Kashmir Observer

Hospital Declared COVID-19 Patient Dead Twice Before He Actually Died, Family Claims

- — PTI

A 58-year-old coronaviru­s patient was declared dead twice in a day before he actually died at a government hospital in Madhya Pradesh's Vidisha district, his family claimed on Saturday.

The hospital management blamed a nurse for the mix-up but claimed it happened only once. Goralal Kori, a railway employee and resident of Sultania village, was admitted to Atal Bihari Vajpayee Medical College and Hospital here on April 12 after he developed coronaviru­s-like symptoms, his son Kailash Kori said.

Around 2.30 am the next day, a hospital official informed him over phone that Goralal was critical and put on a ventilator, he said.

"The same day (April 13) around 3 pm, I got a call that my father was in a very serious condition. When I rushed to the hospital, a nurse told me that they couldn't save him,” Kailash said.

But then another nurse told him that he was alive but struggling to breathe, he added.

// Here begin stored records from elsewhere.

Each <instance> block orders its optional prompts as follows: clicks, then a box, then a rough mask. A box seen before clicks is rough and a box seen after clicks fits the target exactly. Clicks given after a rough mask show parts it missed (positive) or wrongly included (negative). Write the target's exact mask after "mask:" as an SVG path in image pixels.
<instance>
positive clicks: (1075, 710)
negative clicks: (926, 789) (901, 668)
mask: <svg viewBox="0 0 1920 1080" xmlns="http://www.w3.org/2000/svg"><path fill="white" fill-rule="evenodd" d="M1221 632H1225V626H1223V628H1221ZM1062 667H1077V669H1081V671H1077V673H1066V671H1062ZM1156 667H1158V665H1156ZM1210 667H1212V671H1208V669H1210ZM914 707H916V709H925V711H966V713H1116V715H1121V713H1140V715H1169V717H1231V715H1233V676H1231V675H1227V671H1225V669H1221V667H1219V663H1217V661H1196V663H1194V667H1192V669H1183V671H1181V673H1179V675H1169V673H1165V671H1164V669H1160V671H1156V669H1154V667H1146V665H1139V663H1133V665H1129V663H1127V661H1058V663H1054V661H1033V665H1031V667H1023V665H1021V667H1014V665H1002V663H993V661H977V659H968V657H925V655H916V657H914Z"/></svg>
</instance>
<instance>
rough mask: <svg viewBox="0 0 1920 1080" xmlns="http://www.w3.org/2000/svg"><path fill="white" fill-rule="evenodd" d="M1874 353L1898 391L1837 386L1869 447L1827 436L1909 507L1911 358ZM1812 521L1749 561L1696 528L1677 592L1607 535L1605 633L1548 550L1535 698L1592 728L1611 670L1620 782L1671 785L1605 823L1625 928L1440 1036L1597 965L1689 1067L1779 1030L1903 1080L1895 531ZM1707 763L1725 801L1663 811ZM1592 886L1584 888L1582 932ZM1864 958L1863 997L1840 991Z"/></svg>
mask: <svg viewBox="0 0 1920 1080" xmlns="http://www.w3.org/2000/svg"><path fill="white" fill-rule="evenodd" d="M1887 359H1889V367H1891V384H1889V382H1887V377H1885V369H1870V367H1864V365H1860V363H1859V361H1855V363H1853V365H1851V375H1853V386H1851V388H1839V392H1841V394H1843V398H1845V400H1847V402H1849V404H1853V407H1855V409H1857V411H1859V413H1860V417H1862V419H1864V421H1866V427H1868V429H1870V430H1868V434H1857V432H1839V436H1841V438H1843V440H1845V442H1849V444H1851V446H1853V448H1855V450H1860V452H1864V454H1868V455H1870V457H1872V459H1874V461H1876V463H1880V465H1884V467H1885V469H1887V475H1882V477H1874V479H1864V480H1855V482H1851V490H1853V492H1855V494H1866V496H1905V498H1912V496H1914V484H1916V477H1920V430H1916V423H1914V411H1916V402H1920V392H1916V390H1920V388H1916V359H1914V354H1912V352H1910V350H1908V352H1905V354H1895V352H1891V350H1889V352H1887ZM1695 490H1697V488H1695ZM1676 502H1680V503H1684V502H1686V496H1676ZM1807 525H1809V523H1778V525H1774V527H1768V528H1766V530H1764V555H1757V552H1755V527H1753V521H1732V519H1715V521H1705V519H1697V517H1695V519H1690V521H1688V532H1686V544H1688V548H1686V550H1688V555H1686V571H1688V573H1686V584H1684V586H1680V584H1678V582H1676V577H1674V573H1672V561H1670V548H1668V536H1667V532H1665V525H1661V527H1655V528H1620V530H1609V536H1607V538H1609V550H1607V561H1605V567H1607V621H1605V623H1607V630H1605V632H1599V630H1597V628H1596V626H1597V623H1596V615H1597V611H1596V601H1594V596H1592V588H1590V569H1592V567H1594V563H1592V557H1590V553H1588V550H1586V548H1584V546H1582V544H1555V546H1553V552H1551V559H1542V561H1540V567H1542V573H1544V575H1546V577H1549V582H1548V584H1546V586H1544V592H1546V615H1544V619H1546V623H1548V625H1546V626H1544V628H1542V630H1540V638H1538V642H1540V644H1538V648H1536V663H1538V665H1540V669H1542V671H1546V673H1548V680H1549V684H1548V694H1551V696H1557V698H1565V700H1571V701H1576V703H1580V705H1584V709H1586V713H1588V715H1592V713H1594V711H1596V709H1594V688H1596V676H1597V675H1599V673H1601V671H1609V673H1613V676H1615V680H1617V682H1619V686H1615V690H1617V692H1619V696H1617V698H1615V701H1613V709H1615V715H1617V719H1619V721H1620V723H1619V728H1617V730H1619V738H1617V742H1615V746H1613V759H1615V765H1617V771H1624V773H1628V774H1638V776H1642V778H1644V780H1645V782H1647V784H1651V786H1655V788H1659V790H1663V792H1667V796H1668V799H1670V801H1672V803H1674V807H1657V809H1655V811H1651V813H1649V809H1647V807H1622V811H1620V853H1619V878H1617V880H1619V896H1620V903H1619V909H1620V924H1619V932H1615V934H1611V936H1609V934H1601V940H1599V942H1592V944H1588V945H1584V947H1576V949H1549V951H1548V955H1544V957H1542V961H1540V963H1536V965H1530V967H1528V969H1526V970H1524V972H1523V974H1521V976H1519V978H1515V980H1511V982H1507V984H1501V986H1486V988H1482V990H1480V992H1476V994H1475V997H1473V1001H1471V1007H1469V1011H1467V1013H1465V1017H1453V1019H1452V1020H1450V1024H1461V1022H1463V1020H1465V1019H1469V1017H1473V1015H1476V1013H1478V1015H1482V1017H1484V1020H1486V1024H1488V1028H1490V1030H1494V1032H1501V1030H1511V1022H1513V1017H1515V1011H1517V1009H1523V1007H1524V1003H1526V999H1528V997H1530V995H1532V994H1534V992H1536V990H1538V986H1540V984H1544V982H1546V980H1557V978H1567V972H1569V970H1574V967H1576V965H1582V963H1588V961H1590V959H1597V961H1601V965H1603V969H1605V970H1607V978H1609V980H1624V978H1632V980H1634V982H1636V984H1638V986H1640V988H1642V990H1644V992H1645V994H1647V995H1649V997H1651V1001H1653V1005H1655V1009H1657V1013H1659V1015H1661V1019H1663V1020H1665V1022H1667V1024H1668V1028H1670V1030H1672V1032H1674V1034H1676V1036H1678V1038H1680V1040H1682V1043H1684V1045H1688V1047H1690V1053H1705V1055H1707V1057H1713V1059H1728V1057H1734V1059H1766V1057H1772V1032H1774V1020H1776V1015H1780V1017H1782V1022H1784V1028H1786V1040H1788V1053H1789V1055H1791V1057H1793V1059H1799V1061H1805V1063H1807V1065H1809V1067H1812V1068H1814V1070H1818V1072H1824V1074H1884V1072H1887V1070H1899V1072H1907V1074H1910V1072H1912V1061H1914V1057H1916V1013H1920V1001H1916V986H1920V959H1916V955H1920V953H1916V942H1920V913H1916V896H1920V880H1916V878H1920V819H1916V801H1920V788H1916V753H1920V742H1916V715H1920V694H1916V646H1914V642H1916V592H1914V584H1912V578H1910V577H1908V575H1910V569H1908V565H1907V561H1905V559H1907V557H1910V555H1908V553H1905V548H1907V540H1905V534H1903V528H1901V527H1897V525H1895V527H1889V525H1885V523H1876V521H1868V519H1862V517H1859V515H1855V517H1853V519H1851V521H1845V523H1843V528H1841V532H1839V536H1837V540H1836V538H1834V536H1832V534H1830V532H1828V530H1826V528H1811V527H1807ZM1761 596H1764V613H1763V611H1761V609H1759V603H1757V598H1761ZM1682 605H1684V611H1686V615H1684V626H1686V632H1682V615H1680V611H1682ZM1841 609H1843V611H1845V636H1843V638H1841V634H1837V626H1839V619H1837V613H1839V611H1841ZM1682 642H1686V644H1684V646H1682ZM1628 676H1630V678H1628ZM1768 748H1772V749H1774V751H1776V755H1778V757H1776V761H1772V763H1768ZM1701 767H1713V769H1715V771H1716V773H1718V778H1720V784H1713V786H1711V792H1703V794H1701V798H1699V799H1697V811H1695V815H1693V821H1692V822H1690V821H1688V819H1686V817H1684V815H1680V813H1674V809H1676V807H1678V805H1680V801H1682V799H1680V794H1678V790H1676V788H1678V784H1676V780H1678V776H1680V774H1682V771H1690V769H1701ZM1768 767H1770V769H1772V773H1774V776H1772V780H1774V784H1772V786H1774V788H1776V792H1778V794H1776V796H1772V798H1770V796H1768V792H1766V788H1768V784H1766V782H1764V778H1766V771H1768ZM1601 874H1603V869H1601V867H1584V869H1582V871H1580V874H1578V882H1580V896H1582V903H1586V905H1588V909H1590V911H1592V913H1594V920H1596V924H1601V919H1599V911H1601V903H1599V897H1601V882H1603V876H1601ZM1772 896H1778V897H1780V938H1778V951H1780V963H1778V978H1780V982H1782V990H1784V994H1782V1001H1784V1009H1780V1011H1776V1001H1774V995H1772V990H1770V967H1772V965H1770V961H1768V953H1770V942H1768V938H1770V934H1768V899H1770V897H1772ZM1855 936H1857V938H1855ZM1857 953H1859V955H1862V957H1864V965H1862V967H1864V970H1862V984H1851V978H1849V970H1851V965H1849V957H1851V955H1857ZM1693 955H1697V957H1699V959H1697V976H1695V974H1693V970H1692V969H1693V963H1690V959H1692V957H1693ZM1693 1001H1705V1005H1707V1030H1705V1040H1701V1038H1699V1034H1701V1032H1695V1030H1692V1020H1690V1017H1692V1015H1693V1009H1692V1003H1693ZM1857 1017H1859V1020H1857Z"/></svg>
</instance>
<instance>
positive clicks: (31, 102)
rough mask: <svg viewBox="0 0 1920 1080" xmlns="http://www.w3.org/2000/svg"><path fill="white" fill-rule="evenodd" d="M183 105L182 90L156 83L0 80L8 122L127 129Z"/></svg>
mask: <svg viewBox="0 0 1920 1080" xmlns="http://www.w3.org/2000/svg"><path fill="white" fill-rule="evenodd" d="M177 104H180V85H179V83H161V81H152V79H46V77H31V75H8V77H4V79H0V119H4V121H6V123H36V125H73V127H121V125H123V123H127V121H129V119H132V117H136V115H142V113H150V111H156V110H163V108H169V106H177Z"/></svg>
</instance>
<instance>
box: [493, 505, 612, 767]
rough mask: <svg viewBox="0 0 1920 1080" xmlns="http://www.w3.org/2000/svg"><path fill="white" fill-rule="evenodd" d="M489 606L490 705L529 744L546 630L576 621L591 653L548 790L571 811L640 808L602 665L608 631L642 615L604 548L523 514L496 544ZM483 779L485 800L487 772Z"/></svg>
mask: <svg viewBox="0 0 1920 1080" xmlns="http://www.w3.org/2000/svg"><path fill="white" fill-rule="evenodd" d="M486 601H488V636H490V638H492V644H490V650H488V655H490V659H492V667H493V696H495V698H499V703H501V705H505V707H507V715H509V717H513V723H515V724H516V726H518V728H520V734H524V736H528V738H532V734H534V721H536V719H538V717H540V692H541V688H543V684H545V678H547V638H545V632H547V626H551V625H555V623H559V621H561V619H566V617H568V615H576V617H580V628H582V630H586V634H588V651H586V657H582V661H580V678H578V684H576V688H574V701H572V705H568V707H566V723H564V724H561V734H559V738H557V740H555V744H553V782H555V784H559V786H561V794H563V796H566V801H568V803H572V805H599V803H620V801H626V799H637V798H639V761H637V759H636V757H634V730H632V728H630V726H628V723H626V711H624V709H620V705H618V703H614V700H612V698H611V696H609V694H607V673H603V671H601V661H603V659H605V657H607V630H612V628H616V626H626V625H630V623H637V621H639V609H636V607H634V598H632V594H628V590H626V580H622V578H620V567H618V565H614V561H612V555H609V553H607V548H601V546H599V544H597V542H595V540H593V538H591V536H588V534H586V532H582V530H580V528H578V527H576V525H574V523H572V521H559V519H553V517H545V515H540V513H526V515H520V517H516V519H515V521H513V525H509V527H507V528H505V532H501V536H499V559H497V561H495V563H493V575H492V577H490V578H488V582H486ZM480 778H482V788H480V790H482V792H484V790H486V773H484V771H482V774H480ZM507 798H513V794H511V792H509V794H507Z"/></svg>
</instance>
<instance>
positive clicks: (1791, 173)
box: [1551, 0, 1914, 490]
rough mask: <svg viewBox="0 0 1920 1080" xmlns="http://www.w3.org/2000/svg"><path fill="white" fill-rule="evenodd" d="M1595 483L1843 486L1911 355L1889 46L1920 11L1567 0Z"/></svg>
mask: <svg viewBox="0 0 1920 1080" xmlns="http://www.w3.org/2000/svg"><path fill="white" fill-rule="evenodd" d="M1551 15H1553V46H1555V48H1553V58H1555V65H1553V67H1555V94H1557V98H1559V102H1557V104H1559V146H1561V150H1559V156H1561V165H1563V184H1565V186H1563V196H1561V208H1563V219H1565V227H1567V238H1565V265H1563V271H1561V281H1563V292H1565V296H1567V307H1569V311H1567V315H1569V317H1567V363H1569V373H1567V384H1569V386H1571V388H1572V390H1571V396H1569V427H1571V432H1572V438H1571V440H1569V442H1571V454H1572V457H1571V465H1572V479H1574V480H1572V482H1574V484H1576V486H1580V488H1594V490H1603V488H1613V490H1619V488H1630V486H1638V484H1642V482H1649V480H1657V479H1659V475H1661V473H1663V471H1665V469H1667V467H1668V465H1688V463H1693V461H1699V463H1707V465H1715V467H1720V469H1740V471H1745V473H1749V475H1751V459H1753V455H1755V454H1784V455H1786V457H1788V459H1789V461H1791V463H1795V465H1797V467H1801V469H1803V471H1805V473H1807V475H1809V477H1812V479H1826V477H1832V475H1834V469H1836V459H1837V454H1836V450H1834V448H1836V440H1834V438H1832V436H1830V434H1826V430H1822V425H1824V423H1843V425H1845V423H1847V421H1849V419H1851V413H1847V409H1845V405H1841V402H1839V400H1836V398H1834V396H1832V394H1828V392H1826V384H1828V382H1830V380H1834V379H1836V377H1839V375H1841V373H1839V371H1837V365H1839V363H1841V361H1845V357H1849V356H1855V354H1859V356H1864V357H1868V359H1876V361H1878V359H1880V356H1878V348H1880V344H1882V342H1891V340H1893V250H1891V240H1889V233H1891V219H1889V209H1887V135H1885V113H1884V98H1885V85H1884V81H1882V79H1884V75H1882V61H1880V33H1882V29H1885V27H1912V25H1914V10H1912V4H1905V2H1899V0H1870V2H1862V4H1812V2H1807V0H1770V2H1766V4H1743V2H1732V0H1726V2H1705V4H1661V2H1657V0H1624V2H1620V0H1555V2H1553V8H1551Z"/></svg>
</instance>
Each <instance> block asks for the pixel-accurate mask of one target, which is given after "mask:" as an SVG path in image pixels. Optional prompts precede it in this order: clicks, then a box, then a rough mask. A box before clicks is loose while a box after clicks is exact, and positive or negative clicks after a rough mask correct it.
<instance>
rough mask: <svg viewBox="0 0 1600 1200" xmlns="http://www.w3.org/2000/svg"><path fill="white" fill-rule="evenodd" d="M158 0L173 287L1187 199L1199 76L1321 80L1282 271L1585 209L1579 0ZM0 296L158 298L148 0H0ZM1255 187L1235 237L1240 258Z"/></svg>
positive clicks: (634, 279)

"Around 5 pm, I was told that my father needed tracheosto­my (a surgical procedure carried out to help a person breathe). Late in the evening we got a call saying he died during the procedure. When we reached the hospital, the management said they cannot hand over the body as my father had tested COVID-19 positive," Kailash said.

“The next morning they gave us the death certificat­e but my brother said he wanted to see the body. When they showed him the body, it was of another person's. My brother went inside the ward to find my father on ventilator support," he claimed.

The hospital then retracted the death certificat­e and Kori's family returned home, only to receive a call in the evening informing that Goralal had finally succumbed. This time the sad news turned out to be true.

Asked about the mix-up, hospital dean Dr Sunil Nandeshwar said Goralal's heartbeats stopped when he was being put on ventilator but he was resuscitat­ed. "In the meantime, a nurse misunderst­ood the situation and gave the wrong informatio­n," he said.

"The story is being blown out of proportion. We spent more than an hour resuscitat­ing him but nobody is talking about that,” Dr Nandeshwar said.